Par leur usage, on ramène les opérations d’un ordre supérieur à celles dont les résultats sont les plus faciles à trouver ; et des calculs pénibles, longs et sujets à des erreurs fréquentes, par la fatigue qu’ils font éprouver, ont été remplacés par des raisonnements si simples, que les erreurs deviennent presque impossibles, si l’on y porte la plus légère attention ; enfin, la réduction des logarithmes en lignes a donné naissance à des instruments portatifs d’une simplicité admirable et d’un emploi tellement facile, que l’on doit justement s’étonner de ne pas avoir répandu avec plus de rapidité, en France, l’usage de la règle ou des cercles logarithmiques, tandis que dans toute l’Angleterre, il n’est peut-être pas un seul constructeur auquel cet instrument ne soit familier.
Mais tous ces moyens exigent encore des connaissances scientifiques ou ne donnent que le résultat de certaines opérations : ainsi la règle logarithmique ne peut servir ni pour l’addition ni pour la soustraction.
Enfin Pascal essaya de remplacer par des moyens mécaniques les différentes opérations de l’arithmétique ; mais la machine qu’il composa était extrêmement compliquée, et laissait encore à désirer pour quelques opérations plus de simplicité ou plus de promptitude.
Si l’on pouvait assigner des bornes à nos facultés intellectuelles, il semblerait que tant de moyens découverts pour arriver à calculer mécaniquement ont épuisé les recherches en ce genre, et qu’il ne reste plus rien à faire après les savants célèbres de tous les pays, qui se sont occupés de cet objet.
Cependant M. le chevalier Thomas, de Colmar, est parvenu à vaincre toutes les difficultés, et à composer une machine qu’il a présentée à la Société d’Encouragement au mois de février dernier, et au moyen de laquelle on peut faire les quatre opérations de l’arithmétique : c’est de cette ingénieuse découverte que nous allons nous occuper.
Avant d’entrer dans le détail du mécanisme, nous rappellerons quelques principes mathématiques sur lesquels sa construction est fondée :
1° La multiplication est une addition abrégée d’une quantité avec elle-même
2° La division est une soustraction abrégée qui a pour objet de faire connaître combien de fois une quantité est contenue dans une autre.
« L’arithmomètre ou machine à calculer de M. Thomas, se compose de deux platines A, B (Fig. 1), tenues à distance par quatre piliers C, et recevant les pivots d’un certain nombre de roues et de tambours ou cylindres, qui forment le mécanisme.
Le premier cylindre D porte neuf encoches disposées en hélice autour de sa circonférence, et s’élevant par étage suivant sa longueur ; elles présentent à peu près l’aspect d’un escalier à marches très courtes, tournant autour d’une colonne.

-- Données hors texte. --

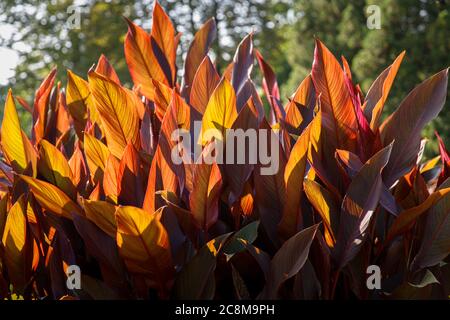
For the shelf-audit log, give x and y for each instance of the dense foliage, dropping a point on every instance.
(96, 185)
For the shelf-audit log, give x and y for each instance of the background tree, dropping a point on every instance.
(419, 27)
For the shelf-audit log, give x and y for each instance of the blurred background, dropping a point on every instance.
(35, 36)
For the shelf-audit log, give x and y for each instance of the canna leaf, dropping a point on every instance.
(325, 205)
(203, 200)
(163, 34)
(358, 206)
(242, 67)
(102, 214)
(405, 125)
(110, 178)
(300, 109)
(293, 178)
(141, 60)
(15, 144)
(205, 81)
(220, 113)
(288, 261)
(14, 243)
(52, 198)
(379, 91)
(106, 69)
(435, 245)
(328, 78)
(96, 156)
(270, 84)
(144, 245)
(55, 168)
(129, 181)
(79, 102)
(40, 107)
(117, 111)
(197, 53)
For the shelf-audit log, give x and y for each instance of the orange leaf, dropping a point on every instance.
(14, 242)
(299, 110)
(54, 167)
(144, 245)
(78, 167)
(379, 91)
(102, 214)
(220, 113)
(129, 180)
(96, 155)
(15, 144)
(163, 34)
(106, 69)
(141, 60)
(117, 111)
(293, 178)
(336, 102)
(205, 81)
(203, 200)
(197, 53)
(52, 198)
(110, 178)
(162, 97)
(40, 108)
(79, 102)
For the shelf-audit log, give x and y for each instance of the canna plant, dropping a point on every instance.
(95, 185)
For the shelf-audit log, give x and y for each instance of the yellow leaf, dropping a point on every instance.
(141, 60)
(96, 155)
(293, 179)
(55, 168)
(323, 203)
(144, 243)
(52, 198)
(13, 140)
(14, 241)
(117, 111)
(163, 34)
(79, 102)
(220, 112)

L’une des extrémités de ce cylindre porte un barillet E contenant un grand ressort qui tend constamment à le faire tourner dans le sens marqué par la flèche. Le second cylindre F roule librement sur son axe ; il porte à l’un des ses bouts un pignon G, de vingt sept dents, qui fait corps avec lui, et à l’autre une roue à rochet H, que l’on voit en plan et détachée, Fig. 9 : son axe I reçoit une roue K de cinquante-quatre dents. C’est cette dernière roue qui donne le mouvement au mécanisme ; elle porte une cheville r’, Fig. 4, qui sert à arrêter sa marche. Le cylindre F communique son mouvement au cylindre D à l’aide du pignon G, qui engrène avec la roue L. Cette roue de quatre-vingt-une dents, n’est autre chose qu’une roue de renvoi, dont l’axe reçoit un pignon M, de vingt-sept dents, qui engrène avec la roue N, de quatre-vingt-une dents, montée sur l’axe du premier cylindre D.

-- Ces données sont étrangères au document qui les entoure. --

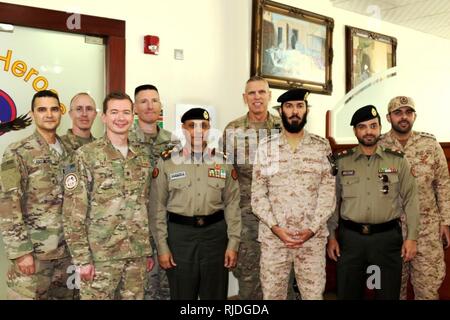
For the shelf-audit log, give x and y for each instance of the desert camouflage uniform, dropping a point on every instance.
(73, 142)
(156, 285)
(294, 190)
(247, 269)
(427, 159)
(31, 220)
(106, 218)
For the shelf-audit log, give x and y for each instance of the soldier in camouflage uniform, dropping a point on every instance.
(153, 140)
(106, 209)
(31, 198)
(195, 215)
(83, 113)
(427, 159)
(241, 137)
(293, 223)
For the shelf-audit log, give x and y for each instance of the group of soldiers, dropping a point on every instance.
(136, 214)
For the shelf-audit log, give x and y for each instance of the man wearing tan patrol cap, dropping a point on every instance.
(374, 186)
(429, 166)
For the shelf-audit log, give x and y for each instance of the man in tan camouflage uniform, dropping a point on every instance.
(106, 209)
(427, 159)
(293, 195)
(153, 140)
(195, 215)
(241, 137)
(83, 113)
(30, 207)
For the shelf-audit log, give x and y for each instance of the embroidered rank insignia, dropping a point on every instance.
(387, 170)
(347, 173)
(71, 181)
(217, 172)
(234, 174)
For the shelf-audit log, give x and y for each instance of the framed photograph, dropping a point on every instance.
(367, 53)
(291, 47)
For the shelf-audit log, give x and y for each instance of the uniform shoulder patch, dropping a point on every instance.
(427, 135)
(234, 174)
(343, 154)
(395, 152)
(166, 154)
(319, 138)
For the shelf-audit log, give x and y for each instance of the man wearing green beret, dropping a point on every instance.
(374, 186)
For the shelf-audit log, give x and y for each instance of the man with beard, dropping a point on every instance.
(293, 194)
(374, 185)
(425, 154)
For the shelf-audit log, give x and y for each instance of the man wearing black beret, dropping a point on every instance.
(374, 186)
(195, 215)
(293, 194)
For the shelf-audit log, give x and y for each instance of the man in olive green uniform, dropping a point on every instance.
(83, 113)
(106, 209)
(427, 159)
(241, 137)
(152, 140)
(374, 186)
(30, 207)
(195, 215)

Au dessus du cylindre F est disposé un axe O, carré sur toute sa longueur : il porte à l’un de ses bouts un bras de levier fixe P, que nous nommerons « butoir d’arrêt » . Sur ce même axe coule une bague Q, dans laquelle on a pratiqué une gorge semblable à celle d’une poulie ; cette bague est munie d’un bras de levier R, dont l’extrémité s’avance jusqu’au fond des encoches du cylindre D. La gorge de la bague Q reçoit une fourchette T destinée à la transporter à différentes distances. Vers l’angle à gauche de la Fig. 4, on aperçoit un petit butoir U contre lequel vient s’appuyer la cheville V , implantée sur la roue N. L’objet de ce butoir est de retenir le cylindre D et de borner l’action du ressort renfermé dans le barillet E.
Sans cet arrêt, le ressort se débanderait totalement, et les diverses pièces ne se replaceraient pas dans la position convenable. Le bec du butoir U est à charnière, afin de laisser passer la cheville V, lorsqu’on veut tendre le ressort en montant la machine.
Toute la partie du mécanisme que nous venons de décrire est en quelque sorte indépendante de celle qui sert au calcul ; elle lui donne le mouvement et règle le nombre de tours nécessaire au cylindre F, pour effectuer l’opération qu’on désire.
Le reste du mécanisme est composé de trois systèmes entièrement semblables entre eux, et pourrait l’être dans un plus grand nombre si on le désirait. Chacun de ces systèmes représente un rang de chiffres, en sorte qu’avec la machine Figurée, Fig.6, on ne peut obtenir que les résultats dans lesquels les facteurs n’ont que trois chiffres. Il nous suffira donc de décrire un de ces systèmes pour avoir fait connaître tous les autres.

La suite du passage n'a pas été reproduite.